THE HIDDEN WORLD OF K-FELDSPARS: DO WE REALLY KNOW WHAT WE ARE DATING?


GHANEM, Hind, Department of Geology, The University of Jordan, Amman, 11942, Jordan, BISH, David L., Department of Earth and Atmospheric Sciences, Indiana University, 1001 East 10th Street, Bloomington, IN 47405, KUNK, Michael J., US Geological Survey, MS 926A, National Center, Reston, VA 20192, LUDMAN, Allan, School of Earth and Environmental Sciences, Queens College, City University of New York, 65-30 Kissena Boulevard, Flushing, NY 11367 and WINTSCH, Robert P., Earth and Environmental Sciences, Wesleyan University, 265 Church St, Middletown, CT 06459

Ten K-feldspar samples from the Devonian Mattamiscontis Mountain, Seboeis Lake, Center Pond, and Passadumkeag River plutons in east-central Maine were dated using the 40Ar/39Ar method. Step-heating experiments conducted on these separates produced climbing age spectra from ~190-225 to ~350 Ma that would typically be interpreted to reflect slow regional cooling following Acadian metamorphism.

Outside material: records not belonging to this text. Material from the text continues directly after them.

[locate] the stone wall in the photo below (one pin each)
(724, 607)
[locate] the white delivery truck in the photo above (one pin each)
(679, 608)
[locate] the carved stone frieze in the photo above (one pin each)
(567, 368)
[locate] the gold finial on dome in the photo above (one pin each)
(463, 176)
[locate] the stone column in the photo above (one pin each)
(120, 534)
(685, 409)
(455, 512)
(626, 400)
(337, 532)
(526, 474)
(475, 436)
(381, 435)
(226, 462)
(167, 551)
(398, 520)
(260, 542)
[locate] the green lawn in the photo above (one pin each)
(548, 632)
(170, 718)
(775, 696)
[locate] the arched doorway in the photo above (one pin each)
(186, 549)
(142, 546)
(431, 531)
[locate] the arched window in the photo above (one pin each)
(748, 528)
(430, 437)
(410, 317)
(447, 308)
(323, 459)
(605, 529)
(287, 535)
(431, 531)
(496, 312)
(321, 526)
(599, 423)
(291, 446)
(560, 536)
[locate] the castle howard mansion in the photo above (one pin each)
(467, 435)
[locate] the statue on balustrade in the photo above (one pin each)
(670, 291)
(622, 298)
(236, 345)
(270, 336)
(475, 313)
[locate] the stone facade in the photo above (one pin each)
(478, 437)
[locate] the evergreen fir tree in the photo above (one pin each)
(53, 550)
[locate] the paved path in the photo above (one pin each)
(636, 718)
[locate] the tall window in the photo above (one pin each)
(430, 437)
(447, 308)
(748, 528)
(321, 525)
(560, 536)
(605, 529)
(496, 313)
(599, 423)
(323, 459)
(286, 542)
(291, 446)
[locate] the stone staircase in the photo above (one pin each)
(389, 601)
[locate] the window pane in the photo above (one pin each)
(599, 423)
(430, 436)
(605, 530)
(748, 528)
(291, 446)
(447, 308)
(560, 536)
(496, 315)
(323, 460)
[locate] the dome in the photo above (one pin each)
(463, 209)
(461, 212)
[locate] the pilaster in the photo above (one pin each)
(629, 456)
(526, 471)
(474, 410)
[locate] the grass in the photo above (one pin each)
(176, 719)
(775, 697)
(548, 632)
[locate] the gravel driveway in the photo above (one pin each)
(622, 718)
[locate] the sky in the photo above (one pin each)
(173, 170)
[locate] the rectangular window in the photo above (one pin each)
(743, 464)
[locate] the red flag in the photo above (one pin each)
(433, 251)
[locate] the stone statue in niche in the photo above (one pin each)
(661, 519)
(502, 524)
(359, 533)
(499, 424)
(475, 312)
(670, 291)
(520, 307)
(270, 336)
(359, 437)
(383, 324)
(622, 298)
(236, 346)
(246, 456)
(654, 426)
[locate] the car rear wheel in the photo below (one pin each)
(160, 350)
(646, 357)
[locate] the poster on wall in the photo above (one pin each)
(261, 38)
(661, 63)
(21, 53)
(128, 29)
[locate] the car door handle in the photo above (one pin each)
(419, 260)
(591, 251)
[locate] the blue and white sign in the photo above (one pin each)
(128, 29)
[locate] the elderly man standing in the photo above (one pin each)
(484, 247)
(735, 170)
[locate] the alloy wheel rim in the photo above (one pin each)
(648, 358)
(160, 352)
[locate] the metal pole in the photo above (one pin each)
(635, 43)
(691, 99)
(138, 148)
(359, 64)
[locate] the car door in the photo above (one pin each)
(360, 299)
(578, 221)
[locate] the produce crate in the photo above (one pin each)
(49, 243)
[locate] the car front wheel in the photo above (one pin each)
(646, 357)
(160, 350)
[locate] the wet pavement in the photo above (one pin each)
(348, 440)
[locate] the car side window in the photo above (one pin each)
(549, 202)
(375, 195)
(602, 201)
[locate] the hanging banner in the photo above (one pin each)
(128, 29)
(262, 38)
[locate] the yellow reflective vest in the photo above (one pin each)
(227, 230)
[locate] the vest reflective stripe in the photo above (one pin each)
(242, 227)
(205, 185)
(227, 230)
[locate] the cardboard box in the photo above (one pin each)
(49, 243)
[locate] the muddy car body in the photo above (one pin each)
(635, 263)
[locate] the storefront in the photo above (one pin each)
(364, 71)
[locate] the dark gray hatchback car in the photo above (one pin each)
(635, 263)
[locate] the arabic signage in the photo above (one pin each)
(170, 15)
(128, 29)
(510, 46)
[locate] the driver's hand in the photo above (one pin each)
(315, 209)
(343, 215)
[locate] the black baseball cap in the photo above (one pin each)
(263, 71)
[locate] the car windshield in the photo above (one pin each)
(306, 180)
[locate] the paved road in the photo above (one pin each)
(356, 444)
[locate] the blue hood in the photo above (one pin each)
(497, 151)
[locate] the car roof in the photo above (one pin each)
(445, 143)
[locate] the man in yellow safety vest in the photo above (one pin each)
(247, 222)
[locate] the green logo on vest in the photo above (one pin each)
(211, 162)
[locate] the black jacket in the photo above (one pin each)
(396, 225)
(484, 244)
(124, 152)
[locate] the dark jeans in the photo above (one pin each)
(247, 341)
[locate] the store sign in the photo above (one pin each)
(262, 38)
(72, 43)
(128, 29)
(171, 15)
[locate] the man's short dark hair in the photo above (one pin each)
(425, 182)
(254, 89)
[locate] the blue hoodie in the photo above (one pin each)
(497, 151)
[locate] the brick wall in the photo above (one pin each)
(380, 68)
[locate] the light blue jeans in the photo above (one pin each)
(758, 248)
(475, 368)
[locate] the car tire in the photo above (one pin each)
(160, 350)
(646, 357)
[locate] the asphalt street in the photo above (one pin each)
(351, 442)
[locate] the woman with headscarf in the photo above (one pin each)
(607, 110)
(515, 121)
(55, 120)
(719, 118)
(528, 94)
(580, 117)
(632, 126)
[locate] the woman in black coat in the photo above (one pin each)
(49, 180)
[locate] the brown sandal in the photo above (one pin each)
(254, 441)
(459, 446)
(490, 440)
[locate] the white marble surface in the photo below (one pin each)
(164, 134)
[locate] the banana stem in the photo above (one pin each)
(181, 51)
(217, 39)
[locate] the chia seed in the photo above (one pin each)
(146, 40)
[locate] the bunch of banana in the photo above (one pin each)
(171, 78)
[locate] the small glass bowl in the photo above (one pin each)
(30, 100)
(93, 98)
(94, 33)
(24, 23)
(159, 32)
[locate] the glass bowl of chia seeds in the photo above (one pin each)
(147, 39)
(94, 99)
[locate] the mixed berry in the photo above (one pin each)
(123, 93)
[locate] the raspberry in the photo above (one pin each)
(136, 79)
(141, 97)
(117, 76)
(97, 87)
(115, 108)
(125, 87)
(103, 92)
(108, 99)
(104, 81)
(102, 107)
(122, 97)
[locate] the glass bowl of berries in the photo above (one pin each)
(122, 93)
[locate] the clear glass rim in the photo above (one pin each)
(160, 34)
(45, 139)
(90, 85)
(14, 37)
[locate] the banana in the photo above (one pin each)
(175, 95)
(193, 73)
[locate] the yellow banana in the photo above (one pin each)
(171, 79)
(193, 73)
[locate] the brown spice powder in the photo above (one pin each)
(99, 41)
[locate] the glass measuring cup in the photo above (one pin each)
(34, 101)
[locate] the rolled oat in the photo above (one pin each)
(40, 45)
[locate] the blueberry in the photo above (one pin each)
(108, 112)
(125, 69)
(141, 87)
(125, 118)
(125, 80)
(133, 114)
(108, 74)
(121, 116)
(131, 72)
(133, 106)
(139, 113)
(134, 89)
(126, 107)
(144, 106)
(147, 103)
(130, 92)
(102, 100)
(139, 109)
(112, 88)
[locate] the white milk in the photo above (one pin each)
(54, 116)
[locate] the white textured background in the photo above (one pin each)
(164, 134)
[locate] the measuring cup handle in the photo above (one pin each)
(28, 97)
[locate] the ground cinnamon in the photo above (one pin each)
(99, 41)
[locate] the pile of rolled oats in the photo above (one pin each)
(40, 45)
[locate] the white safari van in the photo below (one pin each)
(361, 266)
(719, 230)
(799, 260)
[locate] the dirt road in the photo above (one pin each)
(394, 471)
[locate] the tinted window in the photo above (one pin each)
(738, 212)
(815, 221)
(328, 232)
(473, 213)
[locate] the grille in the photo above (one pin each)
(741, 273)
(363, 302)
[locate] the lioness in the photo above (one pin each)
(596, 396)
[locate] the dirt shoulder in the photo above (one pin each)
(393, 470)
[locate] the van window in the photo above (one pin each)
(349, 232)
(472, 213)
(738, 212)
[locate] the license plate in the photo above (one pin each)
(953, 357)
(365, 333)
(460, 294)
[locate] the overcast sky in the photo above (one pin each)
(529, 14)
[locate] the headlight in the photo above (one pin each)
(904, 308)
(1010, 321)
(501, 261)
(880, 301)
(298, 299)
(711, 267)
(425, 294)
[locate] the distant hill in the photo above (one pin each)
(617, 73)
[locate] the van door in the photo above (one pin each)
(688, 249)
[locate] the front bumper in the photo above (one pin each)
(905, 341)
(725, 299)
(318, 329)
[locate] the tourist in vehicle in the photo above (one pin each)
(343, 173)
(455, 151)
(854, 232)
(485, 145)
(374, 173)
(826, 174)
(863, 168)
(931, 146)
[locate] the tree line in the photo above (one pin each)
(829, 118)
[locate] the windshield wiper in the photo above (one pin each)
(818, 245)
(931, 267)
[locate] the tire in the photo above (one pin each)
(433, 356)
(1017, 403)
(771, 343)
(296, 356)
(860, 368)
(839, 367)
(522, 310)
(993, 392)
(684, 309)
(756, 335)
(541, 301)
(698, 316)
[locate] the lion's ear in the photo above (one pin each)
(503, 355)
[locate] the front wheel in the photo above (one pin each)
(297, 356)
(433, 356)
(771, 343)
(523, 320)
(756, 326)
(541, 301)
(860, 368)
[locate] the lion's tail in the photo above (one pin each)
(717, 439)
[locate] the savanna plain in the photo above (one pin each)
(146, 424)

However, the maximum ages of K-feldspar show a range of more than 50 m.y. both regionally and among samples from the same pluton. This range of ages suggests that factors other than slow cooling have affected the age spectra. X-ray powder diffraction (XRD) analyses of the K-feldspar separates reveal that each sample contains K-feldspar of at least two structural states and that polymorph content varies among the samples. Most K-feldspar grains display optically clear domains with Carlsbad twinning. These domains are brightly luminescent in cathodoluminescence (CL) imaging and are cut by darkly or non-luminescent domains and veins of multiple generations of secondary K-feldspar. These younger K-feldspar populations (1) tend to be turbid with abundant fluid inclusions recording microporosity; (2) may display tartan twinning; and (3) are commonly associated with albite intergrowths in different textural settings and with a variety of sizes and periodicity. Coexisting magmatic plagioclase grains and albite inclusions in K-feldspar are luminescent. In contrast, most secondary albite veins and patches contain abundant fluid inclusions, are non-luminescent, and contain cracks with micrometer size euhedral muscovite grains. These albite intergrowth textures and their association with secondary K-feldspar domains suggest the replacement of magmatic feldspars by multiple populations of secondary K-feldspar, albite, and muscovite. These results show that these samples are ill suited for applying the Multi-Diffusion Domain model. On the contrary, the ~350 Ma apparent ages of the high-temperature steps are most easily interpreted as regional cooling ages following cooling of the Devonian pluton hosts. The range of apparent ages in the low-temperature steps probably reflects the times of secondary K-feldspar and muscovite crystallization during known Early Mesozoic magmatic and tectonic events.